In Japan, the Nikkei 225 index made further gains, outperforming other global indexes for the month of May with a rise of 0.97%, while the Topix index started 1.16% higher. Investors will be closely watching for the Nikkei 225 to reach the 32,644 mark, which would represent its highest level since July 1990.
The South Korean Kospi index slightly increased by 0.44%, while the Kosdaq index showed a minor decline. The Australian S&P/ASX 200 index was 0.99% higher, with investors keenly awaiting the upcoming central bank rate decision.
Oil futures saw a significant increase following the decision by Saudi Arabia, a leading member of the Organization of the Petroleum Exporting Countries (OPEC), to further reduce oil production by one million barrels per day. Brent crude oil prices increased by 2.35% to $77.94, while West Texas Intermediate oil prices rose by 2.43% to $72.48.
In the U.S. on the past Friday, all three primary indices increased by more than 1%. The Dow Jones Industrial Average experienced a substantial leap of 2.12%, marking its best day since January. The S&P 500 saw a growth of 1.45%, and the Nasdaq Composite went up by 1.07%, achieving its highest level since April 2022 during the trading session. As for notable upcoming financial events, the next FOMC meeting is set for June 13-14.
Stock returns were mixed over the week as observed across the following 3 indices, with the Dow Jones Industrial Average (-0.97%), S&P 500 Index (+0.35%), NASDAQ Composite Index (+2.52%). Other key market indices that generated positives returns consist of STI Index (+1.27%) only. 3 S&P 500 sectors registered positive returns last week – Information Technology (+5.12%), Consumer Discretionary (+0.37%) and Communication Services (+1.20%). Main underperformers for the week were from subsectors such as Consumer Staples (-3.21%), Health Care (-2.86%) and Materials (-3.06%). For 2022 as a whole, index returns were negative for the Dow Jones Industrial Average (-8.78%), S&P 500 (-19.44%) and the NASDAQ Composite (-33.10%).
The yield-curve remains inverted as the 10Y-2Y US Treasury spread widened to -0.82%. driven by U.S 2-year and 10-year Treasury yields falling 2bps to 4.54% and falling 8bps to 3.72% respectively. Market sentiment also became more risk-on as the U.S. High Yield (HY) – Investment Grade (IG) credit spread tightened 19 bps to 2.90% while the CBOE Volatility Index (VIX) has fallen 335 bps to 14.60%.
This coming week, there will be an update about China’s inflation status, final GDP revisions from the EU and Japan.

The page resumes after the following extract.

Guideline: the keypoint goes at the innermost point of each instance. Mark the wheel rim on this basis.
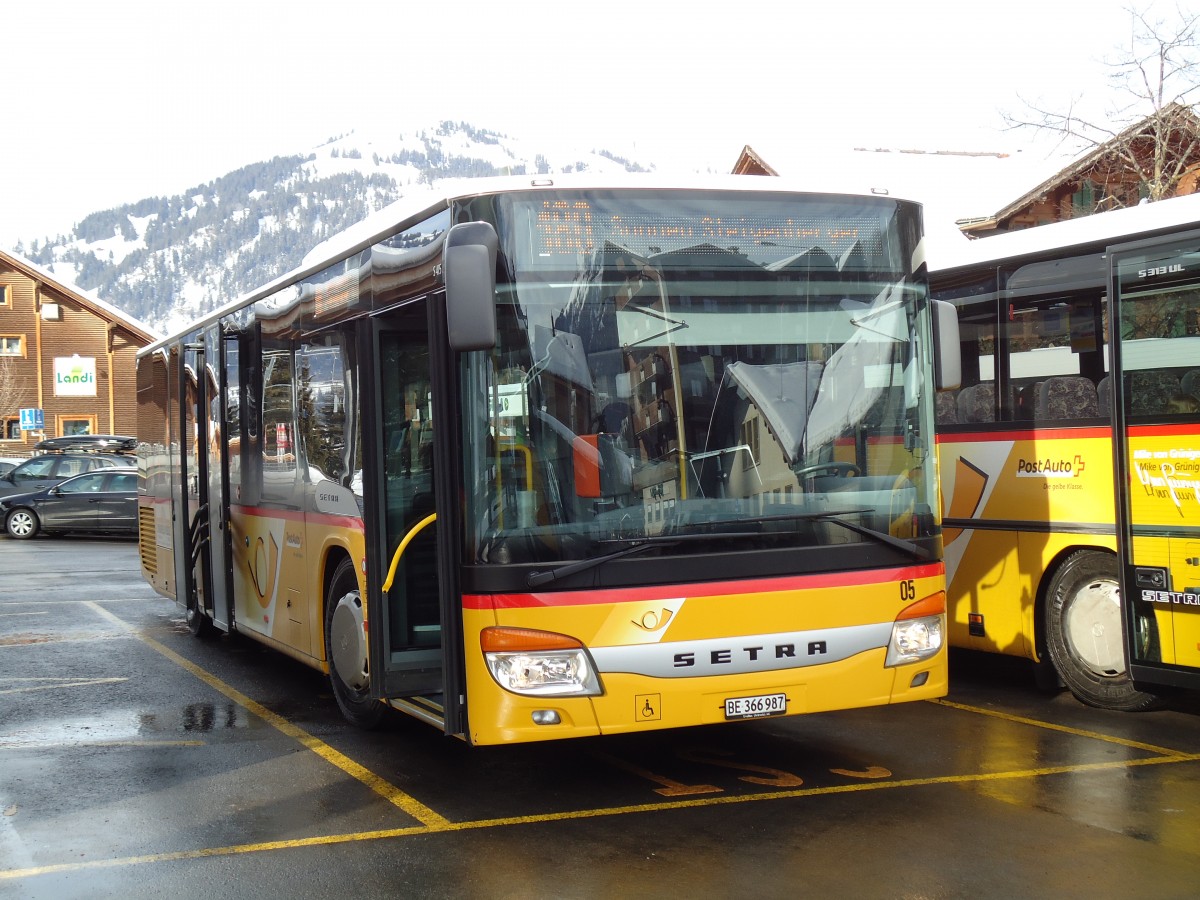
(21, 523)
(1093, 628)
(348, 642)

The global REIT market’s return was varied across the numerous benchmarks Thailand Property Fund & REITs Index (-0.19%) and Hang Seng REIT Index (-1.20%) were the notable REITs that generated negative returns over the past week. Closer to home, the iEdge S-REIT Index (+0.03%) and all of its subsectors generated positive weekly returns with Retail (+0.15%), the notable sector that outperformed the rest last week. REITs generally have been affected by decreasing yield spread as interest rates surged and investors price in the possibility of reduced distributions stemming from higher financing costs. However, we do expect inflows to return to the sector given the existing attractive valuations on offer and resilience offered by the REIT asset class in light of the waning global growth outlook.
Globally, REIT is also the best inflation-adjusted asset classes for the past 20 years. US-REIT dividend growth have outpaced annual inflation rate as measured by the Consumer Price Index except in 2002 and 2009 (shortly after the GFC). In Singapore, the iEdge S-REIT Index has returned 4.51% annualized for the past ten years in contrast to the average core inflation rate of 1.51%, and outperforming the STI’s 3.66%.